Additional mortgage and asset backed security analysis and assessment of the two credit unions by NCUA staff enabled NCUA to refine NCUSIF’s required reserve for potential loss. The findings indicated an overall estimated reserve level, previously announced by NCUA, had increased from $4.7 to $5.9 billion. The specific computation and the impact of the refined reserve level are addressed in NCUA Letter No: 09-CU-06, which NCUA issued and posted online today at http://www.ncua.gov/letters/letters.html.

NCUA is hosting a webcast Monday, March 23 at 2 p.m. to provide the credit union community with an update on the corporate credit union stabilization program.

The central short-term objective of NCUA’s Corporate Stabilization Program has been to increase liquidity in corporate credit unions. Since the NCUA Board first began taking stabilization actions, liquidity has demonstrated marked improvement. The reliance on external borrowing has declined from $11.8 billion to $2.1 billion.

NCUA believes that the actions to conserve the two corporates, in tandem with established plans to enhance liquidity and generally stabilize the corporate network, represent the most cost effective and prudent alternative available to the credit union industry. The final stage in the overall stabilization program involves the Advanced Notice of Proposed Rulemaking initiated by the NCUA Board in January. The credit union industry is expected to provide suggestions on possible future regulatory reforms to the corporate credit union network.

NCUA will continue to take any and all steps necessary to preserve a well-functioning system of corporate credit unions and to protect the assets of natural person credit unions and their members during the ongoing broader financial market dislocation.

The National Credit Union Administration is the independent federal agency that regulates, charters and supervises federal credit unions. NCUA, backed by the full faith and credit of the U.S. government, also operates and manages the National Credit Union Share Insurance Fund (NCUSIF), insuring the deposits of over 89million account holders in all federal credit unions and the majority of state-chartered credit unions.

J.P. Carter said...

Sorry for the long post. It explains a lot. NCUA just threw their kids to the wolves. Better than nuking the whole thing.

Anonymous said...

Toxic Asset Plan Foresees Big Subsidies for Investors


"The F.D.I.C. will provide nonrecourse loans for the hedge funds — that is, loans that are secured only by the value of the mortgage assets being bought — worth up to 85 percent of the value of a portfolio of troubled assets."

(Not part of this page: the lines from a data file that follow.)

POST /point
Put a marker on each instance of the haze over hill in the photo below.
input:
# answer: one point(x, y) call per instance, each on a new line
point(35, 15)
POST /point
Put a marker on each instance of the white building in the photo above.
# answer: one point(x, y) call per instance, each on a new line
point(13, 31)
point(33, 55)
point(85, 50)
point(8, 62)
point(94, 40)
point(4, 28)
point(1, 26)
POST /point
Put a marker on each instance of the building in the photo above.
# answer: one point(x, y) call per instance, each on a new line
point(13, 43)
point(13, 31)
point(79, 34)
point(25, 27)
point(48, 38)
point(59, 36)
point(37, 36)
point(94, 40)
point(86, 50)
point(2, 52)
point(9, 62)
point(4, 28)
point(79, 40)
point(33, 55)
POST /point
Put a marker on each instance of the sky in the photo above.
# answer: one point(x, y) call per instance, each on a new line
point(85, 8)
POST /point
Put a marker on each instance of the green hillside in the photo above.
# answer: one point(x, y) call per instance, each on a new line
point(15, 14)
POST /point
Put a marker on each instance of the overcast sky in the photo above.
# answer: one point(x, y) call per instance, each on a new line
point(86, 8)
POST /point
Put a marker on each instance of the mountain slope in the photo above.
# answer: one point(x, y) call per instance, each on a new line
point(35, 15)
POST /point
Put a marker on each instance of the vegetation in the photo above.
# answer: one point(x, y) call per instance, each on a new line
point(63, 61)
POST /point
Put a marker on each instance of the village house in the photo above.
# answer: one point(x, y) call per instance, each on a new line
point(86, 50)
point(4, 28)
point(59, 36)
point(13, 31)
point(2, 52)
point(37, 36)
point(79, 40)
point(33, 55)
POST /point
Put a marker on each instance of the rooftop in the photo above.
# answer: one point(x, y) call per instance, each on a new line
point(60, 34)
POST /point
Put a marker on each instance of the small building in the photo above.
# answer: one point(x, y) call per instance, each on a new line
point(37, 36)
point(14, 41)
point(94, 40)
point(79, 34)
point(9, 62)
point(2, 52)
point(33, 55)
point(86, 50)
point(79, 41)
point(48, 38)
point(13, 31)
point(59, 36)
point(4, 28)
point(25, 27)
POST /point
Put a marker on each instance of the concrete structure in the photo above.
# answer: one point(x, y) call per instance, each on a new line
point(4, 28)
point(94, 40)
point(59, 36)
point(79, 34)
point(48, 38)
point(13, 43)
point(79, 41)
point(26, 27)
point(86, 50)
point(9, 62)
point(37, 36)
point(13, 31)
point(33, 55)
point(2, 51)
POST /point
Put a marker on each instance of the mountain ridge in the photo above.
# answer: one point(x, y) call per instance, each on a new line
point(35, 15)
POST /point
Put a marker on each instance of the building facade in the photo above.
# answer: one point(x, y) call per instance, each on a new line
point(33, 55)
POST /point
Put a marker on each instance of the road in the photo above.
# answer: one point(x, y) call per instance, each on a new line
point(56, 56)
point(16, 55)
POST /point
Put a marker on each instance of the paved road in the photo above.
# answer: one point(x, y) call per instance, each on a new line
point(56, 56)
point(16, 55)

Yummy! Lets go back to the all you can eat buffet!


http://www.nytimes.com/2009/03/21/business/21bank.html?_r=2&th&emc=th

hmp49 said...

At the time this was posted, the writer thought $778,000 in deposits exceeding FDIC insurance limits was a big deal.

Today's news:

"Depositors stand to lose more than $150 million in the Greeley bank failure, federal regulators said, because roughly 10 percent of the New Frontier Bank deposits were uninsured or over the FDIC’s $250,000 limit. Shutting down the bank will cost the FDIC’s Deposit Insurance Fund an estimated $670 million, regulators said."